Mauermuseum Berlin

Mauermuseum Berlin

(Foto: Belannaer)

Das Mauermuseum Berlin oder auch das Haus am Checkpoint Charlie genannt, zeigt eine ständige Ausstellung zur Geschichte der Berliner Mauer und zum internationalen Kampf für Menschenrechte.

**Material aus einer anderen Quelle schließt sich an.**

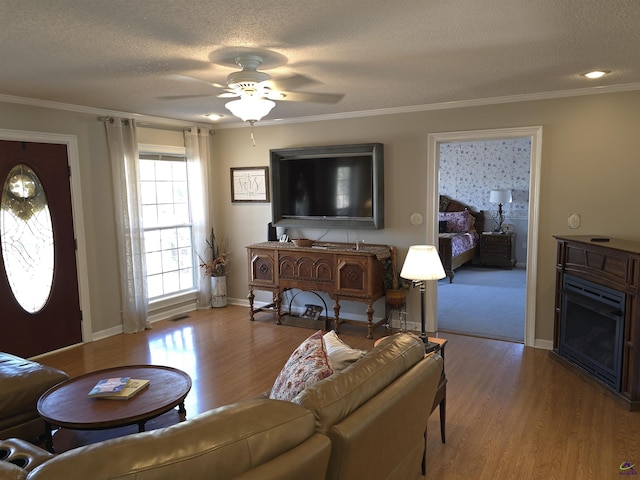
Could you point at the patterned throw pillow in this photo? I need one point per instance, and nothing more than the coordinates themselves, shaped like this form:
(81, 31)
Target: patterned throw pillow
(340, 354)
(306, 365)
(457, 222)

Unter den Ausstellungsstücken befinden sich unter anderem viele Objekte die von Flüchtlingen und Fluchthelfern bei der Flucht genutzt wurden.

Das Mauermuseum Berlin wurde 1963 vom Historiker Rainer Hildebrandt eröffnet und ist im Haus am Checkpoint Charlie in der Friedrichstraße 43 – 45 angesiedelt. Es gehört mit ca. 850.000 Besuchern pro Jahr zu den meistbesuchten Museen Berlins. Ziel des Mauermuseum Berlin ist es den Geschichtsabschnitt rund um die Mauer vor dem Vergessen zu bewahren und die damalige Zeit anhand von Requisiten lebendig zu präsentieren. Entdecken Sie dort originale Gegenstände die vielen zur Flucht verholfen haben (Fluchtautos, Heißluftballons, selbstgebaute Mini-U-Boote und täuschend echten Surfboards), oder lesen Sie die individuellen Geschichten der einzelnen Flüchtlinge, die für die Freiheit ihr Leben riskierten. Verfolgen Sie die Geschichte der am strengsten bewachten Grenze der Welt und erleben Sie wie kreativ Menschen in Notsituationen werden können um Ihrem Unglück zu entgehen.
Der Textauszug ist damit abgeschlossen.